In fact, as various Washington sources state openly, AFRICOM
was created to counter the growing presence of China in Africa,
including the Democratic Republic of Congo, to secure long-term
economic agreements for raw materials from Africa in exchange
for Chinese aid and production sharing agreements and royalties.
By informed accounts, the Chinese have been far shrewder. Instead
of offering only savage IMF-dictated austerity and economic chaos,
China is offering large credits, soft loans to build roads and
schools in order to create good will.
Dr. J. Peter Pham, a leading Washington insider who is an advisor
of the US State and Defense Departments, states openly that among
the aims of the new AFRICOM is the objective of ‘protecting
access to hydrocarbons and other strategic resources which Africa
has in abundance . . . a task which includes ensuring against
the vulnerability of those natural riches and ensuring that no
other interested third parties, such as China, India, Japan, or
Russia, obtain monopolies or preferential treatment.’

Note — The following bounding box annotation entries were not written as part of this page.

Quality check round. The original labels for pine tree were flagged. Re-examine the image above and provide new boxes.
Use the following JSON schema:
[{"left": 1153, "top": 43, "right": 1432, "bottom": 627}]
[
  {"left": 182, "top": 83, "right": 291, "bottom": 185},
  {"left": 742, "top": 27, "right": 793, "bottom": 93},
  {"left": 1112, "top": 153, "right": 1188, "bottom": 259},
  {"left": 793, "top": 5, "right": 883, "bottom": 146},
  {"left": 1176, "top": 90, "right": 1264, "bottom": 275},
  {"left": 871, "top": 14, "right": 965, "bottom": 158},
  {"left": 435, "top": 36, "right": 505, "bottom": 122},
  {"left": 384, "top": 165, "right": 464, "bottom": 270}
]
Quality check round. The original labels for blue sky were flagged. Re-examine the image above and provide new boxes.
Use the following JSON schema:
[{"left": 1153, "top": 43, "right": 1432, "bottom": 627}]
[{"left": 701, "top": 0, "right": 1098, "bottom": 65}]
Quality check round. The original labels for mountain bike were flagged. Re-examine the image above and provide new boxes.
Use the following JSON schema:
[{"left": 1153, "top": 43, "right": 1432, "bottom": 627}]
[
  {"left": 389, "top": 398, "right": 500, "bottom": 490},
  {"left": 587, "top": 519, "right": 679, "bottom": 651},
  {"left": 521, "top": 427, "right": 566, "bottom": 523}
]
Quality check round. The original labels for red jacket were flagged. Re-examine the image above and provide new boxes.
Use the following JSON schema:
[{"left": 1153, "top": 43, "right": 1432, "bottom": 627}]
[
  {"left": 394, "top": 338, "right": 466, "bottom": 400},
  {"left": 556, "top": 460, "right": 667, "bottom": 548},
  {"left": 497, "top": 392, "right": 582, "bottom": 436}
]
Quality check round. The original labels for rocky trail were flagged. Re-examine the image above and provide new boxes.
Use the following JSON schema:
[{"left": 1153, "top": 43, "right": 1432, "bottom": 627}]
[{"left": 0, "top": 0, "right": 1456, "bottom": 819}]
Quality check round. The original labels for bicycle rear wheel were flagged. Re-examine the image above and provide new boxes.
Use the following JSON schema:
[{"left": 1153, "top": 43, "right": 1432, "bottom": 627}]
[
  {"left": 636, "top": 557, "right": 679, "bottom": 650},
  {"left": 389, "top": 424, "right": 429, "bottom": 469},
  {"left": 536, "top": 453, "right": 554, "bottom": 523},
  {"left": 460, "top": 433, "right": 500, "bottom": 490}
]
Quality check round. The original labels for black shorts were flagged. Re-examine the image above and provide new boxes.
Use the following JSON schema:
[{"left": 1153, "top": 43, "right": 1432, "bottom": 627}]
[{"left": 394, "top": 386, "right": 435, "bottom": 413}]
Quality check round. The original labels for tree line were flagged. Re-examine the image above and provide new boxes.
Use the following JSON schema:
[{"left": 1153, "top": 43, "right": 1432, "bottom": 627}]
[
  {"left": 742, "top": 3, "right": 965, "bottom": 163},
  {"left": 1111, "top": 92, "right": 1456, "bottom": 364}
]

In testimony before the US Congress supporting creation of AFRICOM
in 2007, Pham, who is closely associated with the neoconservative
Foundation for Defense of Democracies, stated, ‘This natural
wealth makes Africa an inviting target for the attentions of the
People’s Republic of China, whose dynamic economy, averaging
9 percent growth per annum over the last two decades, has an almost
insatiable thirst for oil as well as a need for other natural
resources to sustain it. China is currently importing approximately
2.6 million barrels of crude per day, about half of its consumption;
more than 765,000 of those barrels -- roughly a third of its imports
-- come from African sources, especially Sudan, Angola, and Congo
(Brazzaville). Is it any wonder, then, that . . . perhaps no other
foreign region rivals Africa as the object of Beijing’s
sustained strategic interest in recent years. Last year the Chinese
regime published the first ever official white paper elaborating
the basis of its policy toward Africa.
‘This year, ahead of his 12-day, eight-nation tour of Africa
-- the third such journey since he took office in 2003 -- Chinese
President Hu Jintao announced a three-year, $3 billion program
in preferential loans and expanded aid for Africa. These funds
come on top of the $3 billion in loans and $2 billion in export
credits that Hu announced in October 2006 at the opening of the
historic Beijing summit of the Forum on China-Africa Cooperation
(FOCAC), which brought nearly 50 African heads of state and ministers
to the Chinese capital.
‘Intentionally or not, many analysts expect that Africa
-- especially the states along its oil-rich western coastline
-- will increasingly becoming a theatre for strategic competition
between the United States and its only real near-peer competitor
on the global stage, China, as both countries seek to expand their
influence and secure access to resources.’
Notably, in late October Nkunda’s well-armed troops surrounded
Goma in North Kivu and demanded that Congo President Joseph Kabila
negotiate with him. Among Nkunda’s demands was that Kabila
cancel a $9 billion joint Congo-China venture in which China gets
rights to the vast copper and cobalt resources of the region in
exchange for providing $6 billion worth of road construction,
two hydroelectric dams, hospitals, schools and railway links to
southern Africa, to Katanga and to the Congo Atlantic port at
Matadi. The other $3 billion is to be invested by China in development
of new mining areas.
Curiously, US and most European media neglect to report that
small detail. It seems AFRICOM is off to a strong start as the
opposition to China in Africa. The litmus will be who President
Obama selects as his Africa person and whether he tries to weaken
Congo President Joseph Kabila in favor of backing Nkunda’s
death squads, naturally in the name of ‘restoring democracy.’